This is why, with fermentation, you have to let it be – but in the right conditions. Here are the key factors you should keep an eye on:
- Temperature: high temperatures kill the yeast plants, low temperatures decreases their activity. The higher the temperature, the faster the rate of fermentation, but the lower the alcoholic yield. The optimum temperature is 78º F. Never exceed 90º F.
- Proportion: the optimum sugar to water ratio is 2 pounds to 1 gallon.
- Yeast and time: the usual proportion is 1 cup yeast to 5 gallons of water. At this ratio, in the right conditions, the yeast will produce enough ethyl alcohol to stop fermentation in 14 days. Yeast reproduces rapidly in sweet solutions, so less is better, but it will take a little longer for active fermentation to get going. Stand by your mash, and let experience guide you.
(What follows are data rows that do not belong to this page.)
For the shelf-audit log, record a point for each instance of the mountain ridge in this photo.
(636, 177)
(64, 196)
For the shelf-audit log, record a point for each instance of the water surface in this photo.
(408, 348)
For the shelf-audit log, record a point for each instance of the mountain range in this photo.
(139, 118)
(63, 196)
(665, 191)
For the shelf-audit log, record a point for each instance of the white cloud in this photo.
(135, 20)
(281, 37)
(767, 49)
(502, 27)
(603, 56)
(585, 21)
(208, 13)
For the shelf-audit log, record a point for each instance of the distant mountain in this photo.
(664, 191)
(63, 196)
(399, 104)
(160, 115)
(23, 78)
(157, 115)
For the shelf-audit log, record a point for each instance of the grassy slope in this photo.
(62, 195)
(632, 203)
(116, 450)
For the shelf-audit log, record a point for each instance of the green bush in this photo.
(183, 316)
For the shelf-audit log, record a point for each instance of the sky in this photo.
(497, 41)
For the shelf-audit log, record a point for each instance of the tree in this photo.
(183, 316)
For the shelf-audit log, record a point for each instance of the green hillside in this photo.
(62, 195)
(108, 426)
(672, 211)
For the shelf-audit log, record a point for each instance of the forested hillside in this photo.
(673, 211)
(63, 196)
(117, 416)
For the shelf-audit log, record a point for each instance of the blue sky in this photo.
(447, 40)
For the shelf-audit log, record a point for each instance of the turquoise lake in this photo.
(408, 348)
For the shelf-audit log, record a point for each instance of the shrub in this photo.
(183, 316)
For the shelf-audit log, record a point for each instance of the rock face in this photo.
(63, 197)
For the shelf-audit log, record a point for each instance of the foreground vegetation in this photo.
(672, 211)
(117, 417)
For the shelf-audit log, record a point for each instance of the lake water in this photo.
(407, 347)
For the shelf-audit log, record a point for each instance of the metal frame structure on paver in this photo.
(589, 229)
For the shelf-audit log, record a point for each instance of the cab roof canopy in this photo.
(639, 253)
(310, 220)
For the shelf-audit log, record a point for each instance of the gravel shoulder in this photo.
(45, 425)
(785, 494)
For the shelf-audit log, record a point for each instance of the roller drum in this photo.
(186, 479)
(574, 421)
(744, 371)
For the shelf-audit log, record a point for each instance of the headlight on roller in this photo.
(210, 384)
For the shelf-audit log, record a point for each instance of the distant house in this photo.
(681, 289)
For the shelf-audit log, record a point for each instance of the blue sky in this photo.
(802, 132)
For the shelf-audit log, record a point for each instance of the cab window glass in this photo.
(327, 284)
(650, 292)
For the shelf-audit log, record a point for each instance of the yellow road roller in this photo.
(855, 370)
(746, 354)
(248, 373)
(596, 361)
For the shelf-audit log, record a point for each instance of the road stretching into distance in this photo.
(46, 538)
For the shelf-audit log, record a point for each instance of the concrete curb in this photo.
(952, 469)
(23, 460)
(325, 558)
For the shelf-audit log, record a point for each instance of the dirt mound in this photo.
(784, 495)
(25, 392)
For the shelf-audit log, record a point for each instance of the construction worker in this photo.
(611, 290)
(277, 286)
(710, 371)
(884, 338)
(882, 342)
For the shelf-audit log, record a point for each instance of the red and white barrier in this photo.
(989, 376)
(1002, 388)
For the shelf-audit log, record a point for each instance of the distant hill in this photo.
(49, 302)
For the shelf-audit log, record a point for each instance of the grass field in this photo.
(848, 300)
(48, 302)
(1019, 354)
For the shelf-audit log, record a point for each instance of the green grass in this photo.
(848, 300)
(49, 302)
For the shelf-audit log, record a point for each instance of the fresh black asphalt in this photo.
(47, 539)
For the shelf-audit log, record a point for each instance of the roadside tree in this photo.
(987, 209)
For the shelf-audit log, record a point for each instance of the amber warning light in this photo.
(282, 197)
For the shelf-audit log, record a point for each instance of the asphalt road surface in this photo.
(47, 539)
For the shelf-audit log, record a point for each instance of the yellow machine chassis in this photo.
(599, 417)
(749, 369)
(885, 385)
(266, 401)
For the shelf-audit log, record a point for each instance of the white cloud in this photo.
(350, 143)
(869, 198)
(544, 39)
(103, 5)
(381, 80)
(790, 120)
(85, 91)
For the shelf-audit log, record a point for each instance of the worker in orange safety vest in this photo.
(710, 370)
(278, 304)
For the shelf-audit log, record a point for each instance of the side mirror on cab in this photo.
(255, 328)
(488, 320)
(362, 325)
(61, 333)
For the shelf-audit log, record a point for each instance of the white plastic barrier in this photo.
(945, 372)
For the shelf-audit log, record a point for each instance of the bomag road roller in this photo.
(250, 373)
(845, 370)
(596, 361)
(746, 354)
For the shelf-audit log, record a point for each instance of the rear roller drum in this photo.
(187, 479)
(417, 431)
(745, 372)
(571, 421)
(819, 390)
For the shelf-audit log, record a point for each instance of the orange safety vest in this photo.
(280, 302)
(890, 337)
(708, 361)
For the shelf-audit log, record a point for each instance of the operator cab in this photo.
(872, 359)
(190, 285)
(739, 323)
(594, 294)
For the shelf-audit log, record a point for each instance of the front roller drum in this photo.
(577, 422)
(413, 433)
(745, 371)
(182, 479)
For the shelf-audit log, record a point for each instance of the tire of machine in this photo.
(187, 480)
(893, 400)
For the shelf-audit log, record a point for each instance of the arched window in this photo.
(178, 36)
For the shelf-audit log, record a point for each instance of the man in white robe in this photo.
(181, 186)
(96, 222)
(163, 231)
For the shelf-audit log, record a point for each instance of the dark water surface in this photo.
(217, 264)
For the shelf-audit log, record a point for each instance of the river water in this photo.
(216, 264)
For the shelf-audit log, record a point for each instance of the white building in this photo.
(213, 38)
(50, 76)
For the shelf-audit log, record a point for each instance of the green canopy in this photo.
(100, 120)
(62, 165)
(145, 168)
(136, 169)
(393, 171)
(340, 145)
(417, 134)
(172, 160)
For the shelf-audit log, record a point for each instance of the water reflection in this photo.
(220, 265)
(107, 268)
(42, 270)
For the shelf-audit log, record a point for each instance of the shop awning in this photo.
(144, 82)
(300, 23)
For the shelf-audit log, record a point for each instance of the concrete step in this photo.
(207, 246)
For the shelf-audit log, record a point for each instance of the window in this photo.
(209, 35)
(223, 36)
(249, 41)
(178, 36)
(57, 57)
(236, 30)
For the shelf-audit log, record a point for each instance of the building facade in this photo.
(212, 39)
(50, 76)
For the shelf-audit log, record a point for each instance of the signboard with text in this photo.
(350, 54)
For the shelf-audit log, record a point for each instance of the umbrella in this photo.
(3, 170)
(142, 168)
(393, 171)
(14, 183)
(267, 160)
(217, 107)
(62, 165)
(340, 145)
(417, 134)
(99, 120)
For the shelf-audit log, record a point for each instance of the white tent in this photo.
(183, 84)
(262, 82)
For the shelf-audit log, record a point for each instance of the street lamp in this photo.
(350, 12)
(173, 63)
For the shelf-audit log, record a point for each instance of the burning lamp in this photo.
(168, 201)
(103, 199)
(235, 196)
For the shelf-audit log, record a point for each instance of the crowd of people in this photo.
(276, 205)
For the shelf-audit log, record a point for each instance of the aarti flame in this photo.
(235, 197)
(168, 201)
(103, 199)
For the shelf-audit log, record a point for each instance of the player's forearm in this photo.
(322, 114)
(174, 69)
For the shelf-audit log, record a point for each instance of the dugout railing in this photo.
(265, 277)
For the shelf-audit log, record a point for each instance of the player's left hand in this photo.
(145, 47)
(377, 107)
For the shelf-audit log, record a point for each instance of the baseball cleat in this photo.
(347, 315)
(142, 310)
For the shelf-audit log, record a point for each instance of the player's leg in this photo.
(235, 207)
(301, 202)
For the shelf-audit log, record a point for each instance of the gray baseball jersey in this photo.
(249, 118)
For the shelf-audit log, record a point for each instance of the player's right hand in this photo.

- Vinegar inhibition: when exposed to oxygen, the mash or wine will tend to promote the growth of another fungi that will manufacture vinegar. No oxygen, no vinegar.
- Settling time: when fermentation is complete, the mash or wine will be turbid and must settle. Settling will take several days or a week, even months in the case of wine. Chilling the fermented mash and/or filtering it will speed the process. Siphon or decant the clear solution and discard sediment. Try not to aerate the mash or wine unnecessarily, thereby risking the formation of vinegar.
After fermentation, the mash will be no more than 16% and usually not less than 3% ethyl alcohol by volume. It’s a dilute alcohol solution, so now’s the time to crank up your whiskey still and distill in high spirits.